Given a Brownian motion $W$, and $k \in (a,b)$, I'm trying to find the distribution of $W(k)$ in terms of $W(b)$, $W(a)$, and $k$

Question

I'm trying to perform this "interpolation" because I ultimately am trying to write a small library to simulate stochastic processes. I realized I might need to figure out what is the distribution of $W(k)$ when I already know the values of $W(a)$ and $W(b)$ during a sample run.

Here's what I got so far $$ W(k) = \frac{1}{2} (W(k)-W(a)) + \frac{1}{2}W(a) + \frac{1}{2}W(b) - \frac{1}{2}(W(b)-W(k)) $$ I know the first and last summands are independent normal r.v.s $$ W(k) = \frac{1}{2} (W(b)+W(a))+ \frac{1}{2} ( N(0,k-a)-N(0,b-k)) \\ $$ which results in $$ W(k) = \frac{W(b)+W(a)}{2} + \frac{1}{2} N(0,b-a) $$

The distribution of $W(k)$ doesn't seem to depend on $k$ at all, which is very counter-intuitive. For example, if during a sample I see $W(0)=0$ and $W(1)=1$, I refuse to believe that $W(0.1)$ has the same distribution as$W(0.99)$--namely, $N(0.5,0.25)$. I must be doing something wrong, but can't see what.

The formal manipulations seem correct. Am I committing some assumption of independence that isn't true.

Answer 1

To see what's happening, set $X = \frac{W(b) + W(a)}{2}$ and $Y = W(k) -X$. I agree that your computation shows $Y \sim \frac{1}{2} N(0,b-a)$, regardless of the value of $k$. And the distribution of $X$ certainly doesn't depend on $k$.

But this does not imply that the distribution of $W(k) = X+Y$ is the same for all $k$, because the covariance of $X$ and $Y$ does depend on $k$. (I will leave you to compute it.)

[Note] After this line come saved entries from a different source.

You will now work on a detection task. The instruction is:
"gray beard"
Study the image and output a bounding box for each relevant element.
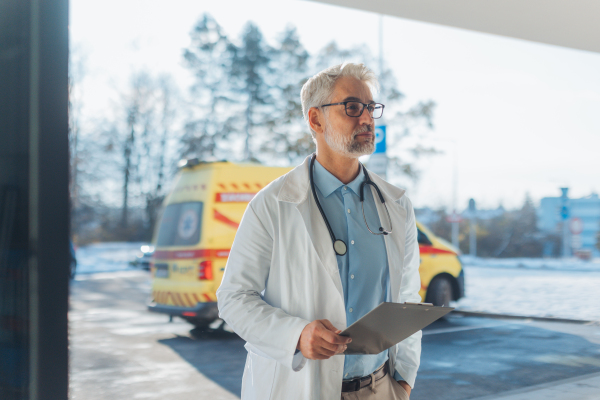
[323,121,375,158]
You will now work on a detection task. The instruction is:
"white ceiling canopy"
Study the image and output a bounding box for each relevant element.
[311,0,600,53]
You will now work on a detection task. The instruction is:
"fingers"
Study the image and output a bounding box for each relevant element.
[298,319,353,360]
[320,320,352,344]
[313,321,351,356]
[315,335,345,354]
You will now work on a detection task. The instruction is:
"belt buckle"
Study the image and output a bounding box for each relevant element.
[344,377,361,392]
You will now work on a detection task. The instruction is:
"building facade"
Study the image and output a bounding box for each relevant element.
[537,193,600,257]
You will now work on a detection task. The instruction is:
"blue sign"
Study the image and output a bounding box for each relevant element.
[374,125,386,154]
[561,205,569,220]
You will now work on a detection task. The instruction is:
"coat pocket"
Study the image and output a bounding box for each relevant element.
[241,350,277,400]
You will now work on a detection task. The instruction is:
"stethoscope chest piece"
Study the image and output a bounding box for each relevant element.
[334,239,347,256]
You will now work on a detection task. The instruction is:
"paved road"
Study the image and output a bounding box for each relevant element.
[69,271,600,399]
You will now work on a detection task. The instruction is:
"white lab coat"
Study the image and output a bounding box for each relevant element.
[217,156,422,400]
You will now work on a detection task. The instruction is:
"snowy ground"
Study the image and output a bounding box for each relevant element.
[74,242,146,274]
[455,256,600,322]
[73,243,600,322]
[459,255,600,272]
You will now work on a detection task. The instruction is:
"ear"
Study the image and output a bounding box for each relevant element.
[308,107,324,135]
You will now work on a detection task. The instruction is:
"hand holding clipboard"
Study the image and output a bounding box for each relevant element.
[340,302,454,354]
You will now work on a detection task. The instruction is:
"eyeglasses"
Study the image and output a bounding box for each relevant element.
[320,101,385,119]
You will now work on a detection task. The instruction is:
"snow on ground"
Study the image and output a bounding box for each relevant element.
[75,242,147,274]
[456,257,600,322]
[459,255,600,272]
[73,243,600,321]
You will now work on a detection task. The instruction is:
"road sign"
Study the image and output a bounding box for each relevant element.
[446,213,463,223]
[571,234,582,250]
[374,125,386,154]
[569,217,583,235]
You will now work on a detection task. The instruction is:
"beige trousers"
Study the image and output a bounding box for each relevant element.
[340,373,409,400]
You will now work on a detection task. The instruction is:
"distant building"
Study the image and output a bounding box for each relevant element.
[537,193,600,257]
[414,205,506,226]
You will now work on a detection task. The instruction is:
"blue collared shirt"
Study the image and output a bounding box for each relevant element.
[312,160,390,380]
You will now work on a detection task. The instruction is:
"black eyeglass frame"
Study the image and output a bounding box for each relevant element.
[320,101,385,119]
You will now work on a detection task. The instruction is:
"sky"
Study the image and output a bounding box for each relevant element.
[70,0,600,211]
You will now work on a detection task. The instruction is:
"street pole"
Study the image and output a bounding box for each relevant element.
[560,187,570,258]
[379,15,383,76]
[368,14,388,180]
[469,198,477,256]
[452,220,459,250]
[451,141,459,250]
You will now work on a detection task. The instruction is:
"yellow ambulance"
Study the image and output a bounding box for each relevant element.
[148,159,464,327]
[416,221,464,307]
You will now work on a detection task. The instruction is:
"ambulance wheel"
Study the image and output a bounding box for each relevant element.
[426,276,453,307]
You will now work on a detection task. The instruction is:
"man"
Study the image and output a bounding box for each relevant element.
[217,63,421,399]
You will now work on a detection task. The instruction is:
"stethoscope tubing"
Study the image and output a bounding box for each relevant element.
[309,153,392,256]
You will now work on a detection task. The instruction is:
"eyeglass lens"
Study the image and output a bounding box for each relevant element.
[345,102,384,119]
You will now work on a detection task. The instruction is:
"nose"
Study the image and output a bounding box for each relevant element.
[358,106,374,125]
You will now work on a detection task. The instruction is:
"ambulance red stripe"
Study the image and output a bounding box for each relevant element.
[153,248,230,260]
[418,246,455,255]
[213,209,240,230]
[183,293,194,307]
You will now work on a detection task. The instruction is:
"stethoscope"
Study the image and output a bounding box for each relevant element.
[309,153,393,256]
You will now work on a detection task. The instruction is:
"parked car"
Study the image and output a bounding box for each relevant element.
[131,245,154,270]
[416,222,465,307]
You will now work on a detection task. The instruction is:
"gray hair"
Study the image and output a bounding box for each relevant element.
[301,63,379,138]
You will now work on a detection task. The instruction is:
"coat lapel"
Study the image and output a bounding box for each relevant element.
[367,171,408,303]
[277,156,344,299]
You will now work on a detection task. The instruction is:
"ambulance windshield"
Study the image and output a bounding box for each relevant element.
[156,202,203,246]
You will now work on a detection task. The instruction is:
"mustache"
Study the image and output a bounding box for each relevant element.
[353,125,374,136]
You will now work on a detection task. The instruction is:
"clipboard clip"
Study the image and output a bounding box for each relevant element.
[404,302,434,306]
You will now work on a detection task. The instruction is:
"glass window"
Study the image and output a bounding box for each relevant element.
[156,202,203,246]
[417,228,432,246]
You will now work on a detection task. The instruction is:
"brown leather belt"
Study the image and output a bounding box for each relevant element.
[341,363,389,392]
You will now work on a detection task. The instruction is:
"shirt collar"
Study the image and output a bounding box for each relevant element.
[313,159,364,198]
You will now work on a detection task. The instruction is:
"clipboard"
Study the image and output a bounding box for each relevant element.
[340,302,454,354]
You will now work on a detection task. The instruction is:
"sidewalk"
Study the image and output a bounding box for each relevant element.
[470,371,600,400]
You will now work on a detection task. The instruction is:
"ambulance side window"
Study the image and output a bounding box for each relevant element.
[417,228,432,246]
[156,202,203,246]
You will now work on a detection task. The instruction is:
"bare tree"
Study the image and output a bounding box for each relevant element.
[120,72,155,227]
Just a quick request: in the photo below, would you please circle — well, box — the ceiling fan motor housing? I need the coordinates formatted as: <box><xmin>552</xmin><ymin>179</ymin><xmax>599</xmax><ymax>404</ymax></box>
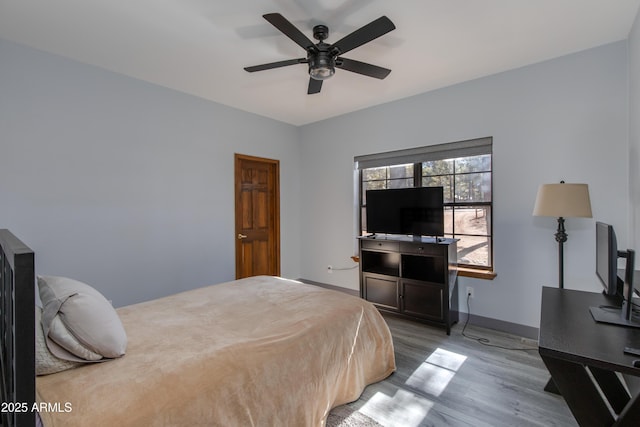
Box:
<box><xmin>313</xmin><ymin>24</ymin><xmax>329</xmax><ymax>41</ymax></box>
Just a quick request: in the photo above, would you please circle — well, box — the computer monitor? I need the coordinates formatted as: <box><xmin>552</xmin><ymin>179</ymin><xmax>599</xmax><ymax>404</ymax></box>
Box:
<box><xmin>595</xmin><ymin>222</ymin><xmax>621</xmax><ymax>296</ymax></box>
<box><xmin>589</xmin><ymin>222</ymin><xmax>638</xmax><ymax>328</ymax></box>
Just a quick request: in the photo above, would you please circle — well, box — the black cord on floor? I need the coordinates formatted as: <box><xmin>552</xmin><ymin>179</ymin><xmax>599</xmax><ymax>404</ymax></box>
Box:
<box><xmin>461</xmin><ymin>293</ymin><xmax>538</xmax><ymax>352</ymax></box>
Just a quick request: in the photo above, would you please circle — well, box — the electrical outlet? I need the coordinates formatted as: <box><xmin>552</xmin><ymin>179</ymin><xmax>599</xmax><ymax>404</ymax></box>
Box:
<box><xmin>466</xmin><ymin>286</ymin><xmax>474</xmax><ymax>298</ymax></box>
<box><xmin>327</xmin><ymin>265</ymin><xmax>333</xmax><ymax>274</ymax></box>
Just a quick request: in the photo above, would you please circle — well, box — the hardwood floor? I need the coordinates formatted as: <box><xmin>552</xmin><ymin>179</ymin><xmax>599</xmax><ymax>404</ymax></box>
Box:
<box><xmin>333</xmin><ymin>314</ymin><xmax>577</xmax><ymax>427</ymax></box>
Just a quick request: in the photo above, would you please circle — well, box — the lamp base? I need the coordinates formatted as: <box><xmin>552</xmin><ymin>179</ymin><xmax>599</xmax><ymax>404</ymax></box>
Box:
<box><xmin>555</xmin><ymin>217</ymin><xmax>566</xmax><ymax>289</ymax></box>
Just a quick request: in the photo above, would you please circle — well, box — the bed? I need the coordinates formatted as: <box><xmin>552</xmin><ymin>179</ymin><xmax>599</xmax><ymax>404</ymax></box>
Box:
<box><xmin>0</xmin><ymin>229</ymin><xmax>395</xmax><ymax>427</ymax></box>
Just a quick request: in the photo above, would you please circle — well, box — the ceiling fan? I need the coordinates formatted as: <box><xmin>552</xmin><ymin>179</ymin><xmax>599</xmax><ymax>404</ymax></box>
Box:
<box><xmin>244</xmin><ymin>13</ymin><xmax>396</xmax><ymax>94</ymax></box>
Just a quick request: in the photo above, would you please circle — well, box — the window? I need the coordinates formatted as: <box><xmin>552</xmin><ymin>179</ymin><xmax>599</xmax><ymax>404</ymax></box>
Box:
<box><xmin>356</xmin><ymin>137</ymin><xmax>493</xmax><ymax>271</ymax></box>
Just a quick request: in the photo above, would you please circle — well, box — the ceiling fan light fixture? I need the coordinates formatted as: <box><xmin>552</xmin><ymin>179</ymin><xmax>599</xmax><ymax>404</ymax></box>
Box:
<box><xmin>309</xmin><ymin>66</ymin><xmax>335</xmax><ymax>80</ymax></box>
<box><xmin>308</xmin><ymin>52</ymin><xmax>335</xmax><ymax>80</ymax></box>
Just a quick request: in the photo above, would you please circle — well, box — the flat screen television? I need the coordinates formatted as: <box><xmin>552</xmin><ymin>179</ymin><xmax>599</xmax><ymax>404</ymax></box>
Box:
<box><xmin>590</xmin><ymin>221</ymin><xmax>638</xmax><ymax>328</ymax></box>
<box><xmin>365</xmin><ymin>187</ymin><xmax>444</xmax><ymax>237</ymax></box>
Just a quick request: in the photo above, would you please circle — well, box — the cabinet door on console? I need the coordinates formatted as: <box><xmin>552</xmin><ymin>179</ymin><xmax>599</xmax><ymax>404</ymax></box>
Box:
<box><xmin>401</xmin><ymin>280</ymin><xmax>444</xmax><ymax>321</ymax></box>
<box><xmin>363</xmin><ymin>274</ymin><xmax>399</xmax><ymax>310</ymax></box>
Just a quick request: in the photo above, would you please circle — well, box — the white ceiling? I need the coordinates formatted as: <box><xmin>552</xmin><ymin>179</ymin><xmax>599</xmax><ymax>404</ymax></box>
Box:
<box><xmin>1</xmin><ymin>0</ymin><xmax>639</xmax><ymax>126</ymax></box>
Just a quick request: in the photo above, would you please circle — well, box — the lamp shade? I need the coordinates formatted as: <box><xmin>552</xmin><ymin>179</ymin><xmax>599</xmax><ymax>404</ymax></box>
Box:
<box><xmin>532</xmin><ymin>183</ymin><xmax>592</xmax><ymax>218</ymax></box>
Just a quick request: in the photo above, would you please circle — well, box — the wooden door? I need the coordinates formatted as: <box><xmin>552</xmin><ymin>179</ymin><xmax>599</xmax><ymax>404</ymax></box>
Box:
<box><xmin>234</xmin><ymin>154</ymin><xmax>280</xmax><ymax>279</ymax></box>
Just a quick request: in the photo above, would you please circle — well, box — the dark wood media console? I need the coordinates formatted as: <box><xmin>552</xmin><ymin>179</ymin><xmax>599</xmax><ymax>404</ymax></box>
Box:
<box><xmin>359</xmin><ymin>235</ymin><xmax>458</xmax><ymax>334</ymax></box>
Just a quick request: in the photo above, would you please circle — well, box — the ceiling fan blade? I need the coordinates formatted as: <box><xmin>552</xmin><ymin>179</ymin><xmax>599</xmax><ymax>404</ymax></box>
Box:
<box><xmin>336</xmin><ymin>57</ymin><xmax>391</xmax><ymax>79</ymax></box>
<box><xmin>308</xmin><ymin>78</ymin><xmax>323</xmax><ymax>94</ymax></box>
<box><xmin>263</xmin><ymin>13</ymin><xmax>317</xmax><ymax>52</ymax></box>
<box><xmin>244</xmin><ymin>58</ymin><xmax>306</xmax><ymax>72</ymax></box>
<box><xmin>330</xmin><ymin>16</ymin><xmax>395</xmax><ymax>55</ymax></box>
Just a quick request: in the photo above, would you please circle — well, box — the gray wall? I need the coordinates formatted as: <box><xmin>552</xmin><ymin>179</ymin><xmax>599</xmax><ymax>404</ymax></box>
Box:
<box><xmin>624</xmin><ymin>8</ymin><xmax>640</xmax><ymax>395</ymax></box>
<box><xmin>298</xmin><ymin>41</ymin><xmax>630</xmax><ymax>329</ymax></box>
<box><xmin>631</xmin><ymin>9</ymin><xmax>640</xmax><ymax>251</ymax></box>
<box><xmin>0</xmin><ymin>39</ymin><xmax>302</xmax><ymax>307</ymax></box>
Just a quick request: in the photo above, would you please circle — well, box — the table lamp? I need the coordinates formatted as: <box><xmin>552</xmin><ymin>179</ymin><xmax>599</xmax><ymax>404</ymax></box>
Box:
<box><xmin>533</xmin><ymin>181</ymin><xmax>592</xmax><ymax>289</ymax></box>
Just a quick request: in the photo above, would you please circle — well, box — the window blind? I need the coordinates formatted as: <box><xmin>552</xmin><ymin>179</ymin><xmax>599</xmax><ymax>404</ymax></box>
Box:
<box><xmin>354</xmin><ymin>137</ymin><xmax>492</xmax><ymax>170</ymax></box>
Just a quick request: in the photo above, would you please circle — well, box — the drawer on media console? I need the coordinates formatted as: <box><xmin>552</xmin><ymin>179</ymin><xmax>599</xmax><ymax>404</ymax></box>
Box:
<box><xmin>399</xmin><ymin>242</ymin><xmax>444</xmax><ymax>256</ymax></box>
<box><xmin>361</xmin><ymin>240</ymin><xmax>400</xmax><ymax>252</ymax></box>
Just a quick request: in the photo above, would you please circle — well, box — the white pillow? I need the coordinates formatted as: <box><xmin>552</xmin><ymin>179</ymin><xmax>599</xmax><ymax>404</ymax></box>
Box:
<box><xmin>48</xmin><ymin>315</ymin><xmax>103</xmax><ymax>361</ymax></box>
<box><xmin>38</xmin><ymin>275</ymin><xmax>127</xmax><ymax>361</ymax></box>
<box><xmin>35</xmin><ymin>307</ymin><xmax>82</xmax><ymax>375</ymax></box>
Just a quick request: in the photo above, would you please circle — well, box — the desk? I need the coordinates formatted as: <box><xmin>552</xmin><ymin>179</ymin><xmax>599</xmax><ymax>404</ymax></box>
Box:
<box><xmin>539</xmin><ymin>287</ymin><xmax>640</xmax><ymax>426</ymax></box>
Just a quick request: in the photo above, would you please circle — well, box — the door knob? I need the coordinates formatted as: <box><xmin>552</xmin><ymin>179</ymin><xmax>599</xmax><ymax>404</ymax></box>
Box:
<box><xmin>237</xmin><ymin>234</ymin><xmax>248</xmax><ymax>240</ymax></box>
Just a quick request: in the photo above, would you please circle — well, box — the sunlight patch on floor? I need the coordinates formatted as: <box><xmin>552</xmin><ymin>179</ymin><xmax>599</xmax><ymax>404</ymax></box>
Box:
<box><xmin>359</xmin><ymin>389</ymin><xmax>434</xmax><ymax>427</ymax></box>
<box><xmin>405</xmin><ymin>348</ymin><xmax>468</xmax><ymax>397</ymax></box>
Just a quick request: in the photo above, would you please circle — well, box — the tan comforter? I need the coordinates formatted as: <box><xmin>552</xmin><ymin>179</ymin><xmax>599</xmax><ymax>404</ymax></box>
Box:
<box><xmin>36</xmin><ymin>276</ymin><xmax>395</xmax><ymax>426</ymax></box>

Put another way, to conclude that the distribution of $W(k)$ was the same for all $k$, you'd need to show that the joint distribution of $(X,Y)$ was the same for all $k$. But you've only shown that the marginal distributions are the same for all $k$.

Answer 2

Turns out I was making my life more difficult by trying to be more clever than I actually am.

Using the conditional distribution of a multivariate normal random variable (https://en.wikipedia.org/wiki/Multivariate_normal_distribution#Conditional_distributions) makes the calculation simple if a bit long.

Using Wikipedia's notation (mostly): $$ x = \begin{bmatrix} W(k) \\ W(a) \\ W(b) \end{bmatrix} $$ with $ x_1 = \begin{bmatrix} W(K) \end{bmatrix} $ and $ x_2 = \begin{bmatrix} W(a) \\ W(b) \end{bmatrix}$ and $$ \Sigma = \begin{bmatrix} k & a & k \\ a & a & a \\ k & a & b \end{bmatrix} = \begin{bmatrix} \begin{bmatrix} a \end{bmatrix} & \begin{bmatrix} a & k \end{bmatrix} \\ \begin{bmatrix} a \\ k\end{bmatrix} & \begin{bmatrix} a & a \\ a & b \end{bmatrix} \end{bmatrix} = \begin{bmatrix} \Sigma_{11} & \Sigma_{12} \\ \Sigma_{21} & \Sigma_{22} \end{bmatrix} $$ So $ x \sim N(0,\Sigma) $, since the mean of any $W(.)$ is 0. So the distribution of of this multivariate random variable when we're given $x_2 = u = \begin{bmatrix} u_a \\ u_b \end{bmatrix}$ will be a normal random variable (usually multivariate normal, but here it's univariate since $x_1$ has dimension 1).

The mean of this new random variable is $$ \mathbb{E}(x_1) + \Sigma_{12} \Sigma_{22}^{-1} (u-\mathbb{E}(x_2)) = \Sigma_{12} \Sigma_{22}^{-1} u = \frac{b-k}{b-a}u_a + \frac{k-a}{b-a}u_b $$ and the variance is $$ \Sigma_{11} - \Sigma_{12}\Sigma_{22}^{-1}\Sigma_{21} = \frac{(b-k)(k-a)}{b-a} $$ This $$ W(k) \sim N\left(\frac{b-k}{b-a}u_a + \frac{k-a}{b-a}u_b ,\frac{(b-k)(k-a)}{b-a}\right) $$

Which "feels" like it should be true.

EDIT: I double checked the process by going through the same calculations but with $a<b<k$, and got the right result $W(k) \sim N(u_b,k-b)$.